Review the connector's data retrieval logic that connects to GitHub's API.

  1. Open /src/custom/getAllItemsFromAPI.ts, which is the file used to retrieve items from the GitHub API.

  2. Find the customization points (look for comments starting with [Customization point]) in the data retrieval code.

  3. Look for the function getAllItemsFromAPI and review the code. If you need additional logic to get all items from the repository, you can add it here. This function is used to get all items from the repository, filtered to exclude pull requests and only include issues:

    export async function* getAllItemsFromAPI(
      config: Config,
      since?: Date,
      pageSize = 100
    ): AsyncGenerator<Item> {
      const repos = config.connector.repos.split(",");
      for (const repo of repos) {
        config.context.log(`Fetching issues from repo: ${repo}`);
        // Url to fetch issues for the first page
        let fetchPageUrl = `https://api.github.com/repos/${repo}/issues?state=all&per_page=${pageSize}${
          since ? `&since=${since.toISOString()}` : ""
        }`;
        while (fetchPageUrl) {
          const response = await fetchIssues(config, fetchPageUrl, repo);
          const issues = await mapItemsFromResponse(response);
          for (const item of issues) {
            yield item;
          }
          // If there are no more pages, null is returned to break the loop
          fetchPageUrl = getNextPageUrl(response);
        }
      }
    }
    

Task 4: Review the connection configuration

Review the configuration object that represents your connector. Together, these fields enable the application to securely connect to Microsoft Graph, describe the connector, and manage its configuration and data scope.

  1. Open /config.ts to see how the Microsoft Entra app registration is represented:

    export interface Config {
      context: InvocationContext;
      clientId: string;
      connector: {
        accessToken: string;
        id: string;
        name: string;
        description: string;
        schema: ExternalConnectors.Schema;
        template: any;
        repos: string; // Comma separated list of repositories for sample purpose
      };
    }
    
  2. This configuration object contains:

    • Authentication details - Client ID and access token for Microsoft Graph

    • Connector metadata - ID, name, and description you configured

    • Data scope - The repository or repositories to index

    • Schema definition - How the data will be structured in Microsoft Graph

What you've accomplished

You've successfully configured your connector to work with a real GitHub repository.

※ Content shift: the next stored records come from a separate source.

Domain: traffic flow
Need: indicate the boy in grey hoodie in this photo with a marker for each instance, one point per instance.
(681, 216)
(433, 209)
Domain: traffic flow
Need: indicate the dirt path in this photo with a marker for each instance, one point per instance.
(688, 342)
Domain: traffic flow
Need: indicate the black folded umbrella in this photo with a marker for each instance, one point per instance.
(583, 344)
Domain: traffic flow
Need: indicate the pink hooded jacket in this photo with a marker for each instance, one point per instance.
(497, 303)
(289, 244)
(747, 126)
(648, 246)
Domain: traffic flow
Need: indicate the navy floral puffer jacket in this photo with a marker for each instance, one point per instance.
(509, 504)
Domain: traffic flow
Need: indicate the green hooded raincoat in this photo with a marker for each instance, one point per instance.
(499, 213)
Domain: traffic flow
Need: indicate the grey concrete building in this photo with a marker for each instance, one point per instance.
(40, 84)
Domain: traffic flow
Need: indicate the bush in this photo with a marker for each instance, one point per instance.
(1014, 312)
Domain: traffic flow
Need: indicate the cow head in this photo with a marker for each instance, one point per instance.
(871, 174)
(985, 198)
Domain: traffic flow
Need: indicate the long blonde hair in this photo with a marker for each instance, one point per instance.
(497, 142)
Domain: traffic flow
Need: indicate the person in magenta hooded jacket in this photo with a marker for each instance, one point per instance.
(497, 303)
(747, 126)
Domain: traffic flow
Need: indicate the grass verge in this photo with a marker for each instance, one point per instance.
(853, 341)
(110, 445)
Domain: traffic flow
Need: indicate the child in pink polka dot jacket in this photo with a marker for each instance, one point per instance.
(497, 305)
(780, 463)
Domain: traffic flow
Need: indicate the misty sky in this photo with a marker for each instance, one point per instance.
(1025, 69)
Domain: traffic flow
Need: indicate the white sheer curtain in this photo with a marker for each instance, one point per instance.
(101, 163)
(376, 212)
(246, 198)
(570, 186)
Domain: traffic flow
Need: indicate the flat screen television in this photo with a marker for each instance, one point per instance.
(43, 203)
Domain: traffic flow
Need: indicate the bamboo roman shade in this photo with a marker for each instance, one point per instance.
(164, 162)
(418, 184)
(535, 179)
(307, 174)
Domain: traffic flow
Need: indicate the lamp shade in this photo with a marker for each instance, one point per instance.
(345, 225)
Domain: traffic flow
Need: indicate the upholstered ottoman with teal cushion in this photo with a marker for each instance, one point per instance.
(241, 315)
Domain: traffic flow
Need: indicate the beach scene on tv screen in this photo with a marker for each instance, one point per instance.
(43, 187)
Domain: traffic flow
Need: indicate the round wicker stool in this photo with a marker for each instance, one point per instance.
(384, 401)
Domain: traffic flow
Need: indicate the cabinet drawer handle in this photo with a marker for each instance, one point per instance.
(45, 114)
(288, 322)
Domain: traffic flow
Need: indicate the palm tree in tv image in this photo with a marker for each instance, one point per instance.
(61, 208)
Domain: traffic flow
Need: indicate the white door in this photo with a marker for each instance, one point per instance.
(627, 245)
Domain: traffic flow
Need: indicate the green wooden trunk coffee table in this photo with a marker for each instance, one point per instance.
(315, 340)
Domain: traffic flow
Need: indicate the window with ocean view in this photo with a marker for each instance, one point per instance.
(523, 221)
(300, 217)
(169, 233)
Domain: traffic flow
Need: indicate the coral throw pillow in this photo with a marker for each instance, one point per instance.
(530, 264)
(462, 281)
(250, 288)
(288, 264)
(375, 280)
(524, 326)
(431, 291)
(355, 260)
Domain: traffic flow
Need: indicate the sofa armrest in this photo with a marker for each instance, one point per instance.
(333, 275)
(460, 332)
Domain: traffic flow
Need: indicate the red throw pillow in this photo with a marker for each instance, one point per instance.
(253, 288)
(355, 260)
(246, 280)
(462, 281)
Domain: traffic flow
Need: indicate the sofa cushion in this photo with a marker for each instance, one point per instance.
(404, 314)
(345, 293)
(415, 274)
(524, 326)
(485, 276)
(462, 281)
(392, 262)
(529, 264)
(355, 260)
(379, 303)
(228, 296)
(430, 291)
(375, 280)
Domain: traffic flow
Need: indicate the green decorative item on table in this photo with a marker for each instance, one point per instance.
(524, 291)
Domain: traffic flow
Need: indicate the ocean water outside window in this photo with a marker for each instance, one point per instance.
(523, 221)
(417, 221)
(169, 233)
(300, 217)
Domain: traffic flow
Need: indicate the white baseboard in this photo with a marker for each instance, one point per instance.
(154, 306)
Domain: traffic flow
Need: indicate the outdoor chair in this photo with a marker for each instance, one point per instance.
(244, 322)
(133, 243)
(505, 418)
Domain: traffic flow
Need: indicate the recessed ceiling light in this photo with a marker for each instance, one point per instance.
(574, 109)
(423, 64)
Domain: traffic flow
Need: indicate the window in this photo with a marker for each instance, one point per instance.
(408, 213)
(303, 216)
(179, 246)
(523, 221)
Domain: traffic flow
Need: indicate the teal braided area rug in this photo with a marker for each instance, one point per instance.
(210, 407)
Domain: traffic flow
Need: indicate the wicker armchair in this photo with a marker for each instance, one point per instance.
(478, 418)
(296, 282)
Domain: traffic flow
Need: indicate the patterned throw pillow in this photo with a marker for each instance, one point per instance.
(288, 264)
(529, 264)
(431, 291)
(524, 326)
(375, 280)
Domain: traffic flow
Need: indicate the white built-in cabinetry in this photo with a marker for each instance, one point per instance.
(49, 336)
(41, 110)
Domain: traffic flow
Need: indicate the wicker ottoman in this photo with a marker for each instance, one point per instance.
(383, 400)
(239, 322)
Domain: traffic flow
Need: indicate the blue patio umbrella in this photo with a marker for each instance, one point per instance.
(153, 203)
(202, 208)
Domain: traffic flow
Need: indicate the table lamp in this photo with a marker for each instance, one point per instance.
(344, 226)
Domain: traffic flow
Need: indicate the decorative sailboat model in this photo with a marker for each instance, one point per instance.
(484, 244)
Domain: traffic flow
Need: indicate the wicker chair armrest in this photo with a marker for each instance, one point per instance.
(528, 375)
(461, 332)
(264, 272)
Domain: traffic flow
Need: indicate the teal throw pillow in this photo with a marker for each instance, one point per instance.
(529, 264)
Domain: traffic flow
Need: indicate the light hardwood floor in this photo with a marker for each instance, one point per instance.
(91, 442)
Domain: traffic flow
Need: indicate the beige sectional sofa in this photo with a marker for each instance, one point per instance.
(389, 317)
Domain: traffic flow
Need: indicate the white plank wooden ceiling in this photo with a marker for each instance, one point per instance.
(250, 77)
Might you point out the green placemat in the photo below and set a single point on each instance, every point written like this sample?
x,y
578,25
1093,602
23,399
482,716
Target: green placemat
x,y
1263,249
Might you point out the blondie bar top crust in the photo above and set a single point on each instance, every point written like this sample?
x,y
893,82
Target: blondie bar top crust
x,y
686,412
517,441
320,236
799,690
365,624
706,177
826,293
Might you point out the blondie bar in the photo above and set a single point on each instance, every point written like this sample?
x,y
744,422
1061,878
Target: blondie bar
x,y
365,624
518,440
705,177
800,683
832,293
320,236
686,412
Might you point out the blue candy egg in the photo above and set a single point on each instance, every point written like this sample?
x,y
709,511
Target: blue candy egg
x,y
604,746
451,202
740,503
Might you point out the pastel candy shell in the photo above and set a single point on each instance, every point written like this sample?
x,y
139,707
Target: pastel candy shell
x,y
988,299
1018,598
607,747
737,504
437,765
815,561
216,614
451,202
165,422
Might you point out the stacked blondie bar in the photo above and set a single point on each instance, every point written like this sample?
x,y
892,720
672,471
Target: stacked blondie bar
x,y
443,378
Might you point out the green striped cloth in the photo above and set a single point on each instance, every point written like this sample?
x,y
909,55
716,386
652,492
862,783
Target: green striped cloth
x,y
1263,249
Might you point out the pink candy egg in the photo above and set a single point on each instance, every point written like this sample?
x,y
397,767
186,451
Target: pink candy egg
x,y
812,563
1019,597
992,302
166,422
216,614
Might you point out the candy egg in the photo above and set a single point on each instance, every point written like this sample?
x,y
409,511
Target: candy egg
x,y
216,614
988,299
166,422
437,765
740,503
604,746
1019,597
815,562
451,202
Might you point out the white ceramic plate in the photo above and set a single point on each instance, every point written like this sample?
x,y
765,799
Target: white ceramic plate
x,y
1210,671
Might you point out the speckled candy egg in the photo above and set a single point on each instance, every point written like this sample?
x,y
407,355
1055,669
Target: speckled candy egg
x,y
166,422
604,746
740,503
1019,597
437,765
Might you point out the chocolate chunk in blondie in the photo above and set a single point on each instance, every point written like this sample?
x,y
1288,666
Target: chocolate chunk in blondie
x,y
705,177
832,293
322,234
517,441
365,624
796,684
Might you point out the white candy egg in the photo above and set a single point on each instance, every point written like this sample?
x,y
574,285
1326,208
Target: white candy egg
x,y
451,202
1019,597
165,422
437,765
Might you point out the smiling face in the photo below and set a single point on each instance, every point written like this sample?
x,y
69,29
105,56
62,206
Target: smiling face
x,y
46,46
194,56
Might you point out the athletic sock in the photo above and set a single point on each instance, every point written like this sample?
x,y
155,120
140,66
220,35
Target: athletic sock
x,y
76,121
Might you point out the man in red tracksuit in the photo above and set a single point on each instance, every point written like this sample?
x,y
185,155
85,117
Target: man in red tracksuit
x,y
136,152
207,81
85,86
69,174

Your connector is now set up to:

  • Connect to Microsoft 365 Agents Toolkit samples repository - A real, active open-source project with plenty of issues

  • Use appropriate data model - Schema that matches GitHub issue structure

  • Handle GitHub-specific data - Configuration that understands GitHub's API and data format

In the next exercise, you'll run the connector to actually ingest the GitHub issues data into Microsoft Graph and verify that it works correctly.